Road interests continued to dominate the discussion as members of Congress wound their way through Chicago and Indiana this weekend, gathering feedback for the six-year transportation reauthorization bill.

While Streetsblog couldn’t be at every hearing, some of our dedicated Network bloggers were there to document discussions on state and regional transportation priorities, as expressed to the lawmakers.

Members of the House Committee on Transportation and Infrastructure take comments from leaders in Indianapolis. Photo: Curt Ailes, Urban Indy

Curt Ailes at Urban Indy caught the discussion from Indianapolis on Saturday, and was even able to join a group of citizens that addressed the Congressmen, speaking on behalf of the need for federal support of transit.

Ailes said he was impressed with comments made by John Mica (R-FL), who is Chair of the Committee on Transportation and Infrastructure:

Mr. Mica was the most inspiring Republican to speak when he talked about not expanding freeway rights of way for expansion projects. He cited a project in Florida that took the center safety lanes and converted them to general traffic lanes and noticed a 25% gain in capacity with no noticeable rise in accidents. He also pointed out at one point that he comes from business and has done the math on mass transit. This is why he supports spending on it.

But as the meeting continued, Ailes found himself disappointed in the decidedly car-centric state panel, which stood in contrast to members of the public, whose comments focused on livability, transit and other forms of alternative transportation:

It became apparent that all these gentlemen chosen to testify were connected with “road interests.” A trucking lobbyist spoke. A road builder spoke. A couple of engineers involved with the I-69 project in SW Indiana also attended. Frankly, the only non-road official was our Mayor Greg Ballard who ironically kicked off his turn to speak by promoting the biking and walking programs that he has pushed over the past few years here in Indianapolis.

The conversation turned pretty dark when Todd Rokita (R-IN) stated that he thought bike and pedestrian projects should not be funded by federal tax dollars.

Ailes cautioned against giving the state greater control over spending, given its regressive priorities as evidenced by the direction of the panel discussion.

On Sunday, Congressmen reconvened in West Chicago and both the Active Transportation Alliance and the Metropolitan Planning Council were there for the action. Like meetings in Columbus and Indianapolis, however, the Active Transportation Alliance reported that the hearing was heavily focused on the usual suspects: roads and airports, though some significant attention was given to rail as well.

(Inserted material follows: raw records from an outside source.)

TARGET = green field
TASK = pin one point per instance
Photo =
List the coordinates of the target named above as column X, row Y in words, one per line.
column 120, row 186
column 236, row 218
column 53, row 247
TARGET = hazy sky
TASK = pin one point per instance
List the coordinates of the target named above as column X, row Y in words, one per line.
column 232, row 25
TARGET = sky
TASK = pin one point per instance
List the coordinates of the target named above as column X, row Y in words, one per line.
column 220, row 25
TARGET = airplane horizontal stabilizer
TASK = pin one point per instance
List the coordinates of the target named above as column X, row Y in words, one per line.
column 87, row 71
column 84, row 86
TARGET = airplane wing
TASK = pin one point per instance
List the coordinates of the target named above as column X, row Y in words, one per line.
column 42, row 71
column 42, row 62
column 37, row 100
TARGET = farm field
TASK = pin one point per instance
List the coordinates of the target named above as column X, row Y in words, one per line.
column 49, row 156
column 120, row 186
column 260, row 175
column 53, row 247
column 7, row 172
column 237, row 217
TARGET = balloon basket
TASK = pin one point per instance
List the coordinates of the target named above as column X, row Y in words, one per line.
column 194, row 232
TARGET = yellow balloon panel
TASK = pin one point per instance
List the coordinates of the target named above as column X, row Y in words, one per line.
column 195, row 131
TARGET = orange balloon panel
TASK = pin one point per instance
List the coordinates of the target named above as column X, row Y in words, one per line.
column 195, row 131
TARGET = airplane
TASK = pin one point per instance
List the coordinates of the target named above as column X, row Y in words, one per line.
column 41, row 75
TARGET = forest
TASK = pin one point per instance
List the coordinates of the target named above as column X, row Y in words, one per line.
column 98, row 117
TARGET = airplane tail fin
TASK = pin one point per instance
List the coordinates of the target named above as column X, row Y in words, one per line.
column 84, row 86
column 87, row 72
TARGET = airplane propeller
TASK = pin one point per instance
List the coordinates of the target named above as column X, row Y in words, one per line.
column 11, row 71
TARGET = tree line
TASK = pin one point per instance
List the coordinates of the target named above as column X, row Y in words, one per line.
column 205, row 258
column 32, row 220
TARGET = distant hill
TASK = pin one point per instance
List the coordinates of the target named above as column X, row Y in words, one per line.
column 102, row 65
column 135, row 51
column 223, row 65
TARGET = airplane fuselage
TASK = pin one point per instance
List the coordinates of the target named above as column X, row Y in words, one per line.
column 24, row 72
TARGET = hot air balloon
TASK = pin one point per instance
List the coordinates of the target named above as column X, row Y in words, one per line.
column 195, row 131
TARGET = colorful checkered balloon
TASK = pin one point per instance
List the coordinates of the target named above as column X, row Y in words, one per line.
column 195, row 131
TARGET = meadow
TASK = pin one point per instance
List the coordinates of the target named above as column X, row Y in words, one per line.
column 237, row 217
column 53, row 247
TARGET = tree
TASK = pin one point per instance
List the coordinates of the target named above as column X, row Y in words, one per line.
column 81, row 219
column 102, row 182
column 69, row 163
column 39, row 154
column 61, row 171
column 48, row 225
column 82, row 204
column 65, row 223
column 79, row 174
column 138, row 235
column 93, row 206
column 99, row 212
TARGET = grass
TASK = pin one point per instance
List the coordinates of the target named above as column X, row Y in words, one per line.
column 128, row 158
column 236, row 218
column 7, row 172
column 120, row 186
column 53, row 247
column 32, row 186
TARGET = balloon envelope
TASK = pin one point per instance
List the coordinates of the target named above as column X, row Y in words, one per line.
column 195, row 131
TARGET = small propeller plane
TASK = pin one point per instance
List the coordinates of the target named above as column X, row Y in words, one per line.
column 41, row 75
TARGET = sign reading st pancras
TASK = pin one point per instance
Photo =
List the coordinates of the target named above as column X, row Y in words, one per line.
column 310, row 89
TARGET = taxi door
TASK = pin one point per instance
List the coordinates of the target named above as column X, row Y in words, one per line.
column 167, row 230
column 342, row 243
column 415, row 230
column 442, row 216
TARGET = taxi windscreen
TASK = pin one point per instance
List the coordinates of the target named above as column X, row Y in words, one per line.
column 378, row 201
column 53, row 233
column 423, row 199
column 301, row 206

While these projects are important, we hope that the national platform will include ways to reward and support smart local land use planning that is more sustainable and includes opportunities for active transportation.

The Active Transportation Alliance said they would be submitting suggestions to the committee which will emphasize the need for bike and pedestrian programs, Safe Routes to School, Congestion Mitigation and Air Quality funding and Transportation Enhancement Programs — an important source of funding for trails.

Rep. Mica invited not only those the panelists but anyone from the general public to make suggestions for the upcoming bill, which he promised will be under discussion when Congress reconvenes.

Also submitting recommendations from Chicagoland was Peter Skosey of the region’s Metropolitan Planning Council. Skosey echoed comments made by a number of panelists throughout the hearings about the lack of strategic investment on the part of state transportation programs. He suggested innovative solutions like the merit-based programs put forward by the Obama Administration:

Today, we spend transportation dollars based on arbitrary formulas divided into isolated silos that fragment road, highway, transit, rail, bike, and pedestrian projects. Instead, we should be making targeted investments that advance coordinated regional goals and a strong national vision that outlines clear priorities for our transportation system. Precisely because there is a limited supply of federal dollars, we must evaluate potential investments based on their ability to reduce hours spent in traffic, curb emissions, and connect affordable homes and jobs, similar to the federal TIGER program.

Transportation Committee field hearings continue today in California.